Shotover House
The Garden

Shotover possesses the rare survival of a formal garden begun around 1718 and completed in the 1730s. A print of c.1750 shows the layout with long avenues and cross walks, many of which still remain. East of the house a series of fish ponds was converted to a single pond and a canal, with a large Gothick Temple closing the vista.

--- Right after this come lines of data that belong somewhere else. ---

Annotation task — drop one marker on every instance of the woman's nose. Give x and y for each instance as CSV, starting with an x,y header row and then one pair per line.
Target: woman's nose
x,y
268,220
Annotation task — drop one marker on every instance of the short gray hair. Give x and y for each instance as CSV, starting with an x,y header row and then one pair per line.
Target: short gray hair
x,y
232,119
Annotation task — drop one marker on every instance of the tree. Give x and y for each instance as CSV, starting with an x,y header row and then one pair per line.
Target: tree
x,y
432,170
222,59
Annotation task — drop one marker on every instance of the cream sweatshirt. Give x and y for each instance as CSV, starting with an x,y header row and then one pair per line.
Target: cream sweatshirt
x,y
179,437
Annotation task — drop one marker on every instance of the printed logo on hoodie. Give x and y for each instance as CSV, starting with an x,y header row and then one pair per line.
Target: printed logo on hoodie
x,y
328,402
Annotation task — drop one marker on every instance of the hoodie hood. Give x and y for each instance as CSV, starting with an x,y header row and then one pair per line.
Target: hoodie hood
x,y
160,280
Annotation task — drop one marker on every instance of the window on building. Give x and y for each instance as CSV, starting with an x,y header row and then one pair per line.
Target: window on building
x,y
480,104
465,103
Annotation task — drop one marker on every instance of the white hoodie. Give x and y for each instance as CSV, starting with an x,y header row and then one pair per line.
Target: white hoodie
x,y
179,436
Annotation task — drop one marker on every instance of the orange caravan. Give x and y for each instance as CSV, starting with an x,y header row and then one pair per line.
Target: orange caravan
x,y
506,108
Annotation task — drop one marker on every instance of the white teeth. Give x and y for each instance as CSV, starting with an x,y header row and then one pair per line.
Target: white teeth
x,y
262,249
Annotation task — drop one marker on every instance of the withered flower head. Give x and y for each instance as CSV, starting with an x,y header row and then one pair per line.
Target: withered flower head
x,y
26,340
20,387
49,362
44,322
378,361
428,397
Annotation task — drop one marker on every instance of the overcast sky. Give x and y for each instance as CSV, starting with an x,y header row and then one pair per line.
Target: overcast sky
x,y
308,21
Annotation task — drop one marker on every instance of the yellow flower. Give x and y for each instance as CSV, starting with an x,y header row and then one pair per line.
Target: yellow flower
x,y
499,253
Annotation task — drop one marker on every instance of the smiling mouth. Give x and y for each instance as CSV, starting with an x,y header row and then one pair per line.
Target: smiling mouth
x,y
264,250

This temple has a battlemented gable with a central pinnacle and a rose window below which is an open loggia of three pointed arches. The corner turrets derive from Hawksmoor’s North Quad at All Souls College of c.1715-40. They have a similar recessed top stage, originally also pinnacled. The architect is unknown but again William Townesend, who also worked at All Souls, is a likely candidate. The alternative suggestion that the architect was James Gibbs, who designed a larger Gothick temple at Stowe, is also quite plausible. If, as seems very likely, this temple was built before James Tyrrell the younger’s death in 1742, it is one of the earliest Gothick garden buildings and thus of great historical importance.

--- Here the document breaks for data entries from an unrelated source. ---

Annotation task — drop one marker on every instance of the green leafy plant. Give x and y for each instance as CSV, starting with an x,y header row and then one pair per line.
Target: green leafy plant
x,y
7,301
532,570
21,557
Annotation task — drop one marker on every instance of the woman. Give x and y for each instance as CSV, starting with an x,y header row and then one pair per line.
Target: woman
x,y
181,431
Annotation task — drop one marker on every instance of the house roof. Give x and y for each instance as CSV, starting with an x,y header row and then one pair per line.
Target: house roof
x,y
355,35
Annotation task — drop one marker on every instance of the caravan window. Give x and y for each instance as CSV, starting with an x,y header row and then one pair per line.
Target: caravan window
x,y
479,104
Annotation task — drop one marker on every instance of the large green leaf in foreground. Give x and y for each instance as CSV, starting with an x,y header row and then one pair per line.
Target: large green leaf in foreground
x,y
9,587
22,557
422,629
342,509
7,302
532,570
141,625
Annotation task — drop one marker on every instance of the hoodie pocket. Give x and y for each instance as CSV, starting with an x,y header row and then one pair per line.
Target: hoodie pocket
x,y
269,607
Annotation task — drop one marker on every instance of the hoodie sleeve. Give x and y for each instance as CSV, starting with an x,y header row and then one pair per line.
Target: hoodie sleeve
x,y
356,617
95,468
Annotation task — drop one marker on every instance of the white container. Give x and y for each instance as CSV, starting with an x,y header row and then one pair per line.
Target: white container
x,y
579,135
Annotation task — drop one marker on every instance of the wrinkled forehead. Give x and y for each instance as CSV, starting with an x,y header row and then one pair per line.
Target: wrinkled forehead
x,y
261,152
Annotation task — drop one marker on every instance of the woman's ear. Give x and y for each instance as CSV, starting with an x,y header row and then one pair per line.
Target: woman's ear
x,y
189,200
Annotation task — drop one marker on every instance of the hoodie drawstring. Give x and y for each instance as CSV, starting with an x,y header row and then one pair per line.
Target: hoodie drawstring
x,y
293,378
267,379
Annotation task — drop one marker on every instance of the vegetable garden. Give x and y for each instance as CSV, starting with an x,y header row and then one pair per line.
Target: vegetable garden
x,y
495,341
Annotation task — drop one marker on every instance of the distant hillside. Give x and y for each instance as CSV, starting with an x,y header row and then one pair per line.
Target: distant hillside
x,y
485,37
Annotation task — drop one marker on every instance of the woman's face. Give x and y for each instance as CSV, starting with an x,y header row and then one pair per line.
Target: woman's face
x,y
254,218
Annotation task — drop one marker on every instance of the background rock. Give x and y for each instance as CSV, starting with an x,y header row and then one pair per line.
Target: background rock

In the 1730s William Kent designed a domed octagonal temple, an obelisk and a pond for the garden west of the house. Between them a wooded area with serpentine walks is shown on the mid- eighteenth century print. Kent, who from 1738 was replanning the gardens at Rousham, may have been responsible for this attempt at Shotover to break with formality. He may also have designed the green and white loggia furniture. Kent’s temple was restored during the 1990s. A smaller obelisk on the front lawn was unveiled in 1991 by H.M. The Queen Mother to commemorate her long friendship with Sir John Miller.